Network Replay Harness
Record authoritative server streams and client input; replay deterministically to reproduce sync bugs. Compare checksum/hash of world state per tick.
-- Checksum example function checksumWorld() local sum = 0 local total = scene.getObjectCount(this.getCurrentScene()) for i=0,total-1 do local h = scene.getObjectAt(this.getCurrentScene(), i) local x,y,z = object.getTranslation(h) sum = (sum * 16777619 ~ (math.floor(x*1000) + math.floor(y*1000) + math.floor(z*1000))) % 2^32 end return sum end
Security, Stability, and Live-Ops Considerations
- Sandbox Lua Extensions: Audit any native bindings; validate inputs and lengths to avoid memory corruption.
- Patch Discipline: Export profiles should pin runtime and plugin versions; hotfixes update the pin, not ad-hoc local installs.
- Telemetry: Instrument gameplay and engine stats (frame time, GC, net RTT, packet loss). Feed dashboards to catch regressions within hours, not weeks.
- Feature Flags: Wrap risky systems (new physics or renderer paths) with server-controlled flags to rollback instantly if metrics spike.
Conclusion
Most ShiVa3D troubles in large productions trace to scale amplifiers: allocation-heavy Lua patterns, ungoverned asset growth, export profile drift, and naive networking. Treat performance and stability as first-class deliverables: lock versions, validate assets, pace GC, and engineer networking for determinism. Make every export explainable with manifests and symbols, and make every regression visible with automated benchmarks. When you codify these practices into CI and team policy, intermittent hitches and platform-only crashes give way to predictable, maintainable builds that ship reliably across devices and live-ops cycles.
FAQs
1. How do I tell if a spike is Lua GC or GPU stall?
Instrument Lua wall time and allocation counters alongside GPU timing markers. If Lua time jumps while GPU is idle, it's GC or CPU-bound logic; if Lua time is flat but total frame spikes with high draw submission, suspect GPU. Use staged GC steps and pre-warming to separate effects.

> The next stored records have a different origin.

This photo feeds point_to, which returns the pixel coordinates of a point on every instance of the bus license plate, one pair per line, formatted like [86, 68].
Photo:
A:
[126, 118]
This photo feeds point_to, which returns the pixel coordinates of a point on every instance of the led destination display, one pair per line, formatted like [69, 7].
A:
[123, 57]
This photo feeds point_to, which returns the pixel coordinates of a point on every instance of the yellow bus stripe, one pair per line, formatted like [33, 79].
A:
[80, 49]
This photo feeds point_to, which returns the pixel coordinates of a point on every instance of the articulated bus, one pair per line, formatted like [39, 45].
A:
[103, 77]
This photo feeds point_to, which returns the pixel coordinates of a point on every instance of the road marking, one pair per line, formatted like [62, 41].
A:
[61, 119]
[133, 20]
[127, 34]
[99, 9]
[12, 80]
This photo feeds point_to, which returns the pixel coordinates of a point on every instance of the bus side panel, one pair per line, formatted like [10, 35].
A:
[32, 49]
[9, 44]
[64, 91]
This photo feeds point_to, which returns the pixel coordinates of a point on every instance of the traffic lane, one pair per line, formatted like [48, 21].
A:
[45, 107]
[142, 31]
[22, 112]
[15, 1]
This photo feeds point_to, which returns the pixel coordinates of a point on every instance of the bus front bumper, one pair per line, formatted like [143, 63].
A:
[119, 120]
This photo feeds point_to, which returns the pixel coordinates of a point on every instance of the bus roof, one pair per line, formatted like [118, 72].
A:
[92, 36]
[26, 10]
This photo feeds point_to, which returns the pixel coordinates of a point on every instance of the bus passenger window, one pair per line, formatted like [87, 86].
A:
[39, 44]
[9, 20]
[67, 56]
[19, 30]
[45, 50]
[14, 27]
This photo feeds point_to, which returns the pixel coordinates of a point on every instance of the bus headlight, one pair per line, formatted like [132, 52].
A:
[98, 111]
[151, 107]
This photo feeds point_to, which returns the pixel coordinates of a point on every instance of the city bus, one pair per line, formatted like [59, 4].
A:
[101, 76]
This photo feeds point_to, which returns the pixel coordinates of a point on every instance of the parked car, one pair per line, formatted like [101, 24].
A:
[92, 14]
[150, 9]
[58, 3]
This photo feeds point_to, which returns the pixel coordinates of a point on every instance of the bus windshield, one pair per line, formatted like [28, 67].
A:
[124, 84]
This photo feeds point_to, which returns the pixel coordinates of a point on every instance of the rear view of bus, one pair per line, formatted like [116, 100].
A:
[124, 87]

2. What's the safest pattern for per-frame data in ShiVa Lua?
Preallocate buffers and reuse tables. Avoid creating closures in hot loops and prefer numeric indices over string keys. Batch engine calls (e.g., set transforms in arrays) to minimize VM→native crossings.
3. We see asset-related crashes only on Android—why?

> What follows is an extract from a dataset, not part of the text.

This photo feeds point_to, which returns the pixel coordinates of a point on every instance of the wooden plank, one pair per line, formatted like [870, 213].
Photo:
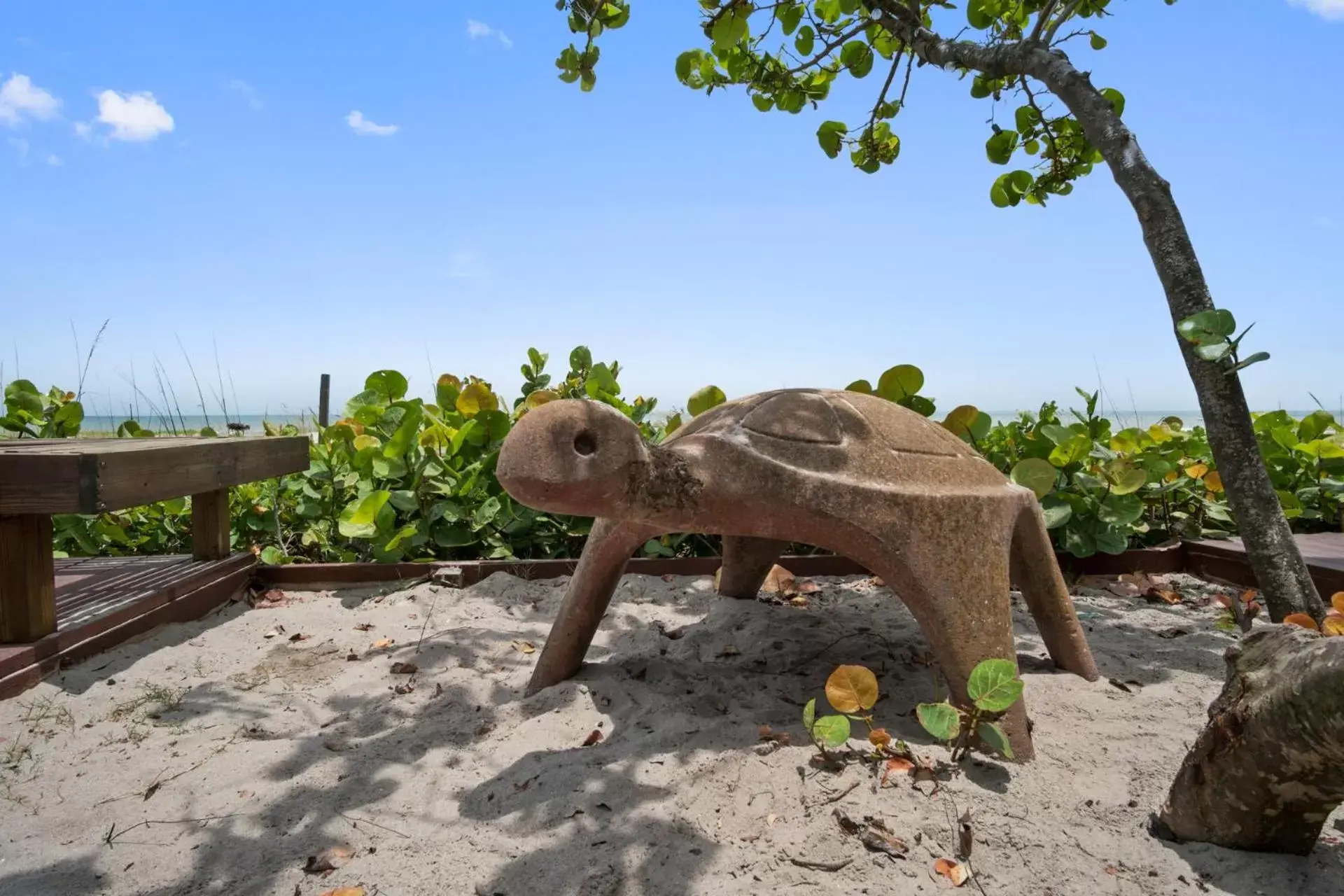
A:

Android's case-sensitive filesystem and texture compression constraints (ETC2/ASTC) expose naming and format mistakes hidden on desktop. Add a pre-export validator that enforces lowercase, checks format compatibility, and rejects oversized textures for the device class.
4. How do we keep exports consistent across teams and branches?
Version export profiles and manifests inside the repo, pin tool/runtime versions, and add a CI guard that diff-checks the produced manifest against an expected one. Fail fast if any plugin hash or setting drifts.
5. Multiplayer jitter persists even after bandwidth reductions—what next?
Increase server tick rate within CPU budget, widen client interpolation window slightly, and ensure timestamps are monotonic and synchronized. Add interest management to cut irrelevant updates and quantize transforms to stabilize extrapolation.